Small integers stay exactly what they were — fast 64-bit longs, which cover almost everything real programs do. When a result outgrows 64 bits, the CVM promotes it to a big integer automatically, currently up to 32,768 bits. One integer type, no ceremony at the boundary.

Overflow is a policy, and most platforms chose badly

Every platform has to decide what happens when arithmetic exceeds the machine word. The mainstream blockchain answer is a 256-bit word that either wraps silently (the source of a long series of token-supply exploits) or reverts. A whole defensive-programming culture — SafeMath and friends — exists because the VM's default answer to "what is a + b?" was sometimes wrong.

We find that backwards. Arithmetic on money should not have sharp edges at powers of two. A financial platform's integers should behave like the integers you learned at school: closed under addition and multiplication, no surprises at 2^63 or 2^256. If the maths is correct by construction, an entire category of exploit simply doesn't exist.

No free supercomputing

The obvious objection: doesn't arbitrary precision let someone burden peers with thousand-digit multiplications?
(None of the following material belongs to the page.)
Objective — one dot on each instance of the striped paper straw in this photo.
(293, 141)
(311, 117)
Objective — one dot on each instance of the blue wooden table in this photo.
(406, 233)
This is where juice accounting earns its keep. Operations on big integers cost juice in proportion to the work — the bigger the operands, the more you pay. Honest users doing money maths in long-sized numbers pay long-sized costs; someone who wants to multiply 4,000-byte integers can do so, at a price that reflects what they're asking several thousand peers to compute. Deterministic costs for deterministic work.

Why 32,768 bits is more interesting than it sounds

Beyond not-overflowing, large integers make serious number theory possible on-chain. Modular exponentiation over 2048- or 4096-bit numbers is the core operation of RSA-style cryptography, accumulators and a fair amount of the verifiable-computation literature. Whether or not those land on Convex soon, we'd rather the numeric foundations didn't rule them out.

This first release is part one — the type, promotion rules and core operations — with follow-up work refining behaviour and costs across the full numeric tower in 0.7.11. It's the least glamorous kind of feature: one that removes an entire class of bugs by making the correct thing the only thing.